Relative transduction efficiencies of unmodified rAAV2, rAAV2(quadY-F+T-V), rAAV2(4pMut), rAAV2(4pMut)ΔHS, and rAAV5 in rod photoreceptors and non-rod neural retina and glia following intravitreal or subretinal injection in Nrl-GFP mice. (A, B, and D) FACS analysis was used to quantify the percentage of cells that were GFP positive (rods), mCherry positive (neural retinal cells/glia transduced by rAAV), and both GFP and mCherry positive (rods transduced by rAAV). Plots from pooled treated and untreated retinas are shown in panels A, B, and D. (C) Quantification of the percent transduction by rAAV2-based vectors, as determined by mCherry expression, of non-rod neural retina and rods in intravitreally (left) and subretinally (right) injected Nrl-GFP mice.

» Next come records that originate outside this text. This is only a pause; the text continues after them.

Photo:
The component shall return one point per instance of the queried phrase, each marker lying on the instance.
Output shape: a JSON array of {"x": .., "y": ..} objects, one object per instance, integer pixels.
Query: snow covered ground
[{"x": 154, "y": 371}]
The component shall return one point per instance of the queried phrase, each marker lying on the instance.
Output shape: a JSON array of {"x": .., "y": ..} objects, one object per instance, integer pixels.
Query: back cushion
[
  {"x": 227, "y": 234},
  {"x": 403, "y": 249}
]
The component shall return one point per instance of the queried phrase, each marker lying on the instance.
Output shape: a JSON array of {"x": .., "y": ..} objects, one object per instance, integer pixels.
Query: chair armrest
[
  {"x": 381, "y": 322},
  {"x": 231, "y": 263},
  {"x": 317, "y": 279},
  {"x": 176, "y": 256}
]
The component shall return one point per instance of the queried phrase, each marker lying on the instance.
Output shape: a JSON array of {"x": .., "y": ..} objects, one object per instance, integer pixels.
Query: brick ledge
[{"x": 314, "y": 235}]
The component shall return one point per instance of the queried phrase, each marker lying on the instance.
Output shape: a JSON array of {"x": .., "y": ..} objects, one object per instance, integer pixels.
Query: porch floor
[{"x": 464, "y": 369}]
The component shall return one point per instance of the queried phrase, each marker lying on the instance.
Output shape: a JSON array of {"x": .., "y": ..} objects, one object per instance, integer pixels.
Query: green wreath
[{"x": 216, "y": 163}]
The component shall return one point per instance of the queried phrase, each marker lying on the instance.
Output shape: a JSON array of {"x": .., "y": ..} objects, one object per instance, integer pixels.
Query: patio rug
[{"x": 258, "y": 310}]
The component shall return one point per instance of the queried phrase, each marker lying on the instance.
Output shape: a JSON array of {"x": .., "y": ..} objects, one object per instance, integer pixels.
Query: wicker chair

Differences between cohorts were significant in all cases except those labeled NS (not significant). (D) Quantification of the percent transduction by rAAV5, as determined by mCherry expression, of non-rod neural retina and rods in subretinally injected Nrl-GFP mice. Error bars represent ± one standard deviation.

FIG 11

Transduction of rAAV2(4pMut) and rAAV2(quadY-F+T-V) vectors containing a photoreceptor-specific hGRK1 promoter and mCherry transgene following either subretinal or intravitreal injection at two doses in C57BL/6J mice. mCherry expression in representative fundus images (A) and retinal sections (B) reveals relatively higher transduction of photoreceptors (PRs) by AAV2(quadY-F+T-V) following either subretinal or intravitreal injection at both doses. (C) Transduction was quantified using relative mCherry-mediated pixel intensity in fundus images such as those seen in panel A (three per cohort). LD, low dose; HD, high dose; IS/OS, inner/outer segments; ONL, outer nuclear layer; INL, inner nuclear layer; AU, arbitrary units. Scale bar in panel B, 20 μm.

FIG 12

Thermal profile of wtAAV2, AAV2-based capsid mutants, and AAV5 vectors which were determined by DSF. The peak temperature or melting temperature of each vector is recorded in the table and the standard deviation calculated from the experiments, all of which were done in triplicates.